SLAP echoed the sound through the courtyard. I turned to regard one top courtesan holding her reddening cheek and the other glaring down upon her, accusing assassination of a baby. Both displaying something I recognized. All eunuchs and serving girls and maids stared at the tableau and none saw what I did, what I recognized.

“If only I could find something to write with,” I muttered to myself, slipping away through the crowd.

 

“You. You’re wanted in the head office with the others. This way,” ordered the guard. I followed him, keeping my head down. On entry to a room with two dozen other girls some fancy high class woman arrived and barely held in her sneer at us lowly maids and washerwomen. He, and I realize this was a eunuch, wrote something and held it up: You, with the freckles, wait here.

“The rest of you can go,” he announced. They muttered at the waste of time, filing out. Crap. I want out too. Was I spotted?

“Where do you think you’re going? I told you wait here,” he said, grabbing my collar.

And that’s how I met Jinshi. And got my new job working for Lady Gyoukuyou. An impish lady of perfect looks and good temper. The full details are in my official journal, but in this one, written in German? I sense a terrible and imposing narrative leaning over me, and the absence of god I’d enjoyed coming to an end. What is this all about? What have I gotten myself into? What is the cost of my good deed?

 

Another Time And Place

 

My alarm woke me. I rose slowly. Being too young to drink in a world without my precious sister really bites at your soul. The potential solace is denied me, so every day I go to sleep, hoping for a distraction, another life to live that won’t remind me of her. Komachi was family, the only family I was actually close to. Mom and Dad are devastated by her loss, of course, and the sorrow of the house and the shrine in the living room, her bedroom untouched… and to think I used to mock the many dead struck down by those box trucks. And one of them had killed Komachi, crossing the street on the way to school. Taishi had been standing a few feet from her, and had to be sedated.
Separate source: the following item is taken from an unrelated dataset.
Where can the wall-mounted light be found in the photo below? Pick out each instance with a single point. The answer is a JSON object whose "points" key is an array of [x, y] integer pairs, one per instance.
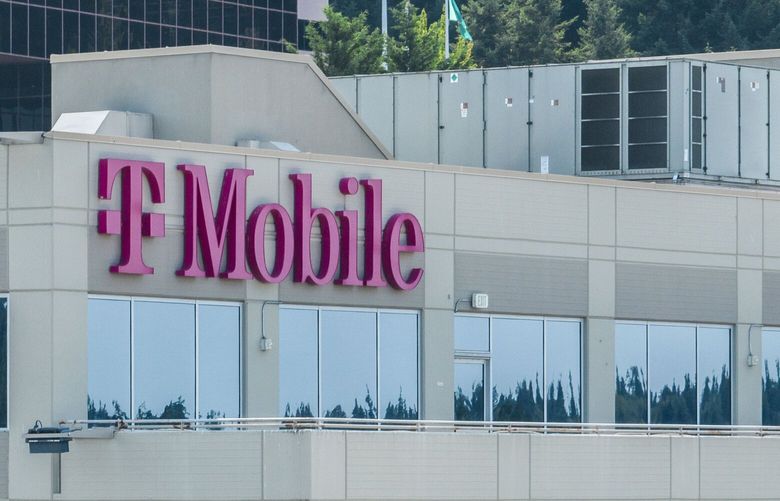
{"points": [[752, 360], [265, 343], [479, 301]]}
Part of me died with her. Maybe my faith in people. Or maybe the kindness of gods. Or even the one that is meant to protect children.

My day at school was grey. People tried to talk to me, and I choose not to respond. I contemplate in silence, lost in my memories. My club is pointless, so I quit after Komachi died. I can’t stand to be around happy people anymore.

Asleep, then awake. My vision is blurry and I feel older. I ache in various places. There is something really wrong with my knee, and something far worse. My male parts are… what in the cruel hells is this? I activated my healing magic… healing… magic. What? What magic? Why? My kneecap popped back into place from nothing, and the scars over it smoothed, the tendons reconnected. My magic created the flesh I had lost, somehow, and regrew. My liver was somewhat imperfect with metals and toxins. I extruded those out through my flesh and caught them on a soiled garment. Must dispose of that safely away from the… house? Hovel? Mud shack? There was wood, but lacking a kneecap did not help with maintenance. The garden was fabulous, which in the absence of a kneecap meant that the pain was worth enduring to this man, who was not me, but still somewhat myself. I was nearly out of magic as I finished regrowing my parts and healing my liver and kidneys from decades of hard living. I reached for magic to refill my reserves and found… nothing. No mana at all. This place had no magic. None. My magic sputtered out and I fell away from the body and sat bolt upright in my bed back in Chiba City.

“What in the nine hells was that?” I said out loud. I spent the next predawn hour praying at my sister’s shrine. She’d offered me guidance when she was alive. I can only hope she will offer it now she is a spirit.